Znany polski pisarz pojechał na Ukrainę pomóc. Relacja dziennikarki „Wprost” z Jaworowa

Znany polski pisarz pojechał na Ukrainę pomóc. Relacja dziennikarki „Wprost” z Jaworowa

Andrzej Stasiuk pod szpitalem w Jaworowie
Andrzej Stasiuk pod szpitalem w Jaworowie Źródło:Karolina Baca-Pogorzelska
Po niemal trzech tygodniach wojny nie ustaje polskie wsparcie dla Ukraińców. Zarówno w Polsce, dla tych, którzy uciekli, jak i tu, na terenach objętych wojną. Dziennikarka „Wprost” sprawdziła to we Lwowie i Jaworowie, gdzie spotkała m.in. pisarza Andrzeja Stasiuka.

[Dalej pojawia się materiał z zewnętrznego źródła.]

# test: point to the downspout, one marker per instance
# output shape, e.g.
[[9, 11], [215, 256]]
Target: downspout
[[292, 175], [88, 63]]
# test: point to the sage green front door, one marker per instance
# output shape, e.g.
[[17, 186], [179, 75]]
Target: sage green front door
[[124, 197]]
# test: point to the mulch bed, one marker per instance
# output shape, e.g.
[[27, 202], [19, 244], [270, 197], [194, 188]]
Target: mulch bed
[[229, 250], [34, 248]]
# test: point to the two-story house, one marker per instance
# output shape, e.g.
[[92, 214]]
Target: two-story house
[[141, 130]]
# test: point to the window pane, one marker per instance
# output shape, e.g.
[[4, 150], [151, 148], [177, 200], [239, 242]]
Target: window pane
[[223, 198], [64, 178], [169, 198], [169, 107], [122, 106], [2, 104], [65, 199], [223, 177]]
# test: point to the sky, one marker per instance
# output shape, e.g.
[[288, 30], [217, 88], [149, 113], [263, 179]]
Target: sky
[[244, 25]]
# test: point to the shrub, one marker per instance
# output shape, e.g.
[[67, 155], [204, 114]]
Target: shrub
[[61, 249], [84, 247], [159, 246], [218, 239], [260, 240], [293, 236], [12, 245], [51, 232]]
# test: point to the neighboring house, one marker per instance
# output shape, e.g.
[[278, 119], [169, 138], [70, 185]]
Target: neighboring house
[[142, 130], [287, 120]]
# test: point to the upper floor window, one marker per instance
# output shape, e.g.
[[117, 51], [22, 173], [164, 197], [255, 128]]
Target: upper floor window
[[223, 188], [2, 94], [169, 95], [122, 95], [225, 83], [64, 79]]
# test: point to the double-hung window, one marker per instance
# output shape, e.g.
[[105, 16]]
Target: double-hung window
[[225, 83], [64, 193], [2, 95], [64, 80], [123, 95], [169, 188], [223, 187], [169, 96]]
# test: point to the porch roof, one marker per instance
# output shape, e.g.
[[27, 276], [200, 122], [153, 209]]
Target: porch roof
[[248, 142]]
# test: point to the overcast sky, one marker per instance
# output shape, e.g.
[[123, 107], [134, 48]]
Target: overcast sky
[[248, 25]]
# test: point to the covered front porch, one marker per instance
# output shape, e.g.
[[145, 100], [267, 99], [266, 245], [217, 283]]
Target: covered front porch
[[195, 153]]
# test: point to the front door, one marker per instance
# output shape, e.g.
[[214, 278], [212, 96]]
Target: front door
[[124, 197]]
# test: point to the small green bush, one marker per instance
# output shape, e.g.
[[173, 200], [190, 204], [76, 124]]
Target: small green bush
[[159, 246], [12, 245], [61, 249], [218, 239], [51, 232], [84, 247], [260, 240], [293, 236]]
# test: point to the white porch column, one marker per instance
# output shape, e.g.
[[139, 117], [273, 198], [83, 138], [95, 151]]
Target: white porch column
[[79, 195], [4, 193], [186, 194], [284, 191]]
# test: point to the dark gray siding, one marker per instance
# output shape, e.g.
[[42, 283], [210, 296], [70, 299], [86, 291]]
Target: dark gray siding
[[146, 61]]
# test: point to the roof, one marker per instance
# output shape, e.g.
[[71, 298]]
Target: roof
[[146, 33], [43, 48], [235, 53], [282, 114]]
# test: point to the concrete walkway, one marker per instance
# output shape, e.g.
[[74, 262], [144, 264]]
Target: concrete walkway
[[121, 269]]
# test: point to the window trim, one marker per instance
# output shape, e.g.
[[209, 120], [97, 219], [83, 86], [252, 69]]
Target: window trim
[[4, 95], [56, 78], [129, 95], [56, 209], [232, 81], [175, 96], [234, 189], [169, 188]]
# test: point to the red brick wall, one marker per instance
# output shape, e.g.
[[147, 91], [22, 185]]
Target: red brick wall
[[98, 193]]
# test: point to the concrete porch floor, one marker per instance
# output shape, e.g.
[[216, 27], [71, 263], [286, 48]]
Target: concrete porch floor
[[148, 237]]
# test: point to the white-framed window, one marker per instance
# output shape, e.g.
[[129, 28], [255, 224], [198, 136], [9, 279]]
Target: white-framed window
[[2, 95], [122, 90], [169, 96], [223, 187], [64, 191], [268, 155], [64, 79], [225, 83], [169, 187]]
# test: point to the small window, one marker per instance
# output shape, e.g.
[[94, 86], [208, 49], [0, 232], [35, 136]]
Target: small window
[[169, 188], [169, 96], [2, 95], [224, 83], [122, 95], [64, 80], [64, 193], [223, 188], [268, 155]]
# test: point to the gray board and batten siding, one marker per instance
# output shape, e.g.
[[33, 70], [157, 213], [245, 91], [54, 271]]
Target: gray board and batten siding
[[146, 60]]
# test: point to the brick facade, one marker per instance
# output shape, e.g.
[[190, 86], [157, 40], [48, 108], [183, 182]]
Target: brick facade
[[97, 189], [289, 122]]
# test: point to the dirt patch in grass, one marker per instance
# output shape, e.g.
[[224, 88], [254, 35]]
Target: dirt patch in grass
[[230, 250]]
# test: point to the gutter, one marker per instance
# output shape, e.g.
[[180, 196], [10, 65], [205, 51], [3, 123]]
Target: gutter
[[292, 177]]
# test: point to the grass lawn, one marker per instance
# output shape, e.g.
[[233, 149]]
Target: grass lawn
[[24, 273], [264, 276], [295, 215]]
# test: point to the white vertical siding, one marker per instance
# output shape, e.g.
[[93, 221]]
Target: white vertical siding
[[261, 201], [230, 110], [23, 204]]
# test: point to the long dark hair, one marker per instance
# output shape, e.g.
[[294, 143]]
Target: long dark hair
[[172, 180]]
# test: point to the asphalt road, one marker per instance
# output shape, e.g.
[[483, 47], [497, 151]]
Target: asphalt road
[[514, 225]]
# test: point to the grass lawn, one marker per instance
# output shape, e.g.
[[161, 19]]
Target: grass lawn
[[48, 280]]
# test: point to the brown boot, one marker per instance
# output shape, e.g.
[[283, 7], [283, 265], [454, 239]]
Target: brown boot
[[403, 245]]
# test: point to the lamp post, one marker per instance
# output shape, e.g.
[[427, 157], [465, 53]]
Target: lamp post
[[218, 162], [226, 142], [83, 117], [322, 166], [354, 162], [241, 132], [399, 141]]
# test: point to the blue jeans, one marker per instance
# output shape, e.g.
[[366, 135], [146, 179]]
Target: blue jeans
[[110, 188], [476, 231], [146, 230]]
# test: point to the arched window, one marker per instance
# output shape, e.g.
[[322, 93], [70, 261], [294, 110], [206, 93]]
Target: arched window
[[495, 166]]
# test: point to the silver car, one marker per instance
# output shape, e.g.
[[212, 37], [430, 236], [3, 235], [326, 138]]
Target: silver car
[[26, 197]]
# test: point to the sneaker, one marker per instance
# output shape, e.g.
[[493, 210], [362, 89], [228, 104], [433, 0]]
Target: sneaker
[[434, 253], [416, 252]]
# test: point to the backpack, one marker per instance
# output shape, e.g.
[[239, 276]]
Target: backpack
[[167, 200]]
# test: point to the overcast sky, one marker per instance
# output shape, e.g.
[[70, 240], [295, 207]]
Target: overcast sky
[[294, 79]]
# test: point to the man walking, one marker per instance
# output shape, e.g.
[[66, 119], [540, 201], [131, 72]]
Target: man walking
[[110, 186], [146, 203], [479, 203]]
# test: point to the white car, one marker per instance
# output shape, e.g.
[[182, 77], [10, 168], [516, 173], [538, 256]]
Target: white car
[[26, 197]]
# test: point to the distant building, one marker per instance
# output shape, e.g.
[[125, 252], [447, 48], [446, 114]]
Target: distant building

Gdy w nocy z soboty na niedzielę rakiety spadły na poligon niedaleko Jaworowa w obwodzie lwowskim, zaledwie około 20 km od polskiej granicy, trzeba było zadbać o transport rannych. Szpital w maleńkim miasteczku nie był w stanie ich przyjąć, karetki kursowały więc m.in. do Lwowa.

W Jaworowie spotykamy Marcina Piotrowskiego ze Stowarzyszenia Folkowisko, który w niedzielę wraz z pisarzem Andrzejem Stasiukiem, dostarczył do Jaworowa pojazd i komplet pomocy medycznej. Pomiędzy pomagającymi, a lekarzem ze szpitala doszło przy okazji do wymiany zdań, w której każdy wyraził, co myśli o Putinie. Padły niecenzuralne słowa.